No more funerals this year, please.

I hate the cocksuckers. I doubt that makes me in anyway remarkable. I'd be surprised if there were anyone out there who couldn't get enough of the fuckers, but that was a tough one today. Over five hundred people turned up at the church this morning, and out of a town of five thousand, that's a pretty good showing.

Personally, I didn't really know what I was doing there. I knew Emma well enough to stop on the street and pass the time of day with, but we weren't friends. Still, sometimes shit happens that, for no reason you can interpret or even express, fucks with your head. All you can do is gather with as many other people who feel the same way and channel it and hope that can help you work it out. As it happened I realised what I was doing there as soon as the reverend started with the sermon. He laid it out pretty quickly; he knew what we were all doing there. Yes, we'd gone to say goodbye, to support one another, et cetera; but also we'd gone to church to gang up on God for doing this to us. Even those of us who don't believe, we nevertheless wanted to know why. That's right: I, for one, went there looking for answers from a God I don't believe exists.

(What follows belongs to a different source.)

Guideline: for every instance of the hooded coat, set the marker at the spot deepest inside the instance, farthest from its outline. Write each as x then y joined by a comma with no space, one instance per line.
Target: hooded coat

What was I expecting?

I went along in grief, and confusion, and anger looking for some kind of answers and what did I get?

All I learnt today, staring at a coffin containing nothing but the inanimate flesh of an eighteen year old girl, was that I wish I had known her better. And if it happened tomorrow that I suddenly needed to make some account of my life I'd only be able to admit to the missed opportunities rather than the seized ones.